Pawelek is not the first scientist drawn to the fusion theory. Its earliest proponent was German pathologist Otto Aichel, who proposed it in 1911. It revived again some 50 years later, thanks to experiments showing that implanted tumor cells could spontaneously fuse with cells in lab animals and spread. About the mid-1980s, however, interest faded. David Goldenberg, who conducted some of those studies and is now president of the Garden State Cancer Center in Belleville, N.J., suggests that attention waned because although scientists could see hybrids of foreign and host cells, the tools at the time could not show that such fusions were actually taking place in natural settings. After all, if fusions were happening in cancer patients, both the tumor cells and macrophages would be virtually genetically identical, making it hard to prove that metastatic cells were hybrids.
But now Pawelek believes that technology has caught up and that the evidence lies with cancer patients who received bone marrow transplants. Radiation therapy and chemotherapy kill off bone marrow, which supplies white blood cells to the body. Donated bone marrow would naturally be genetically distinct from the patient, making it possible to see if tumor cells of the host fused with macrophages from the donor.
So far Pawelek and his colleagues have found two possible examples. In one, a boy with type O blood received a bone marrow transplant from his type A brother, and when the bone marrow recipient later developed kidney cancer, the scientists found tumor cells that possessed blood type A. In the other example, a woman who received a bone marrow transplant from her son later developed kidney cancer, and the new tumor contained cells with the male Y chromosome. In both the human examples, however, the investigators could not confirm that the cells contained the host’s genome. It therefore remains possible that these cells were not hybrids but simply came from the donor. On future samples, Pawelek hopes to use forensic DNA analysis techniques that can detect genes from both host and donor in the same cells.

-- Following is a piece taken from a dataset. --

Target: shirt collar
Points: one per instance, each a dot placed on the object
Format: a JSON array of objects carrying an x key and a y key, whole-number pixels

Any searches for hybrids are highly vulnerable to error, cautions stem cell biologist Irving Weissman of Stanford University. “I’ve seen this kind of thing over and over again—when you think you’ve seen a hybrid, it turns out there’s almost always a cell with another cell adhering to it or very close to it.” (Pawelek insists the researchers took care to ensure such mistakes were not made.)
Weissman also cites other studies that show hybrids are actually less cancerous, not more, when tumor cells are fused with normal cells, apparently because the infusion of healthy DNA helps to suppress malignant activity. Pawelek suggests that the cell type used may partially explain this discrepancy—fusions with white blood cells show enhanced malignancy, whereas cell types such as epithelial cells can suppress tumors.
But even if Pawelek shows that the fused cells become metastatic, Vogelstein says, researchers still have to see whether these hybrids account for a significant fraction of metastases or whether other mechanisms trigger most spreading cancers.
If Pawelek is right, investigators will have new ways to combat cancer. For instance, they could aim to develop drugs based on antibodies that attack fused cells that may have unique chemical signatures or to devise therapies that block molecules linked with cell fusion. “Even if he’s wrong,” Vogelstein remarks, “the pursuit of unconventional ideas often leads to novel insights.”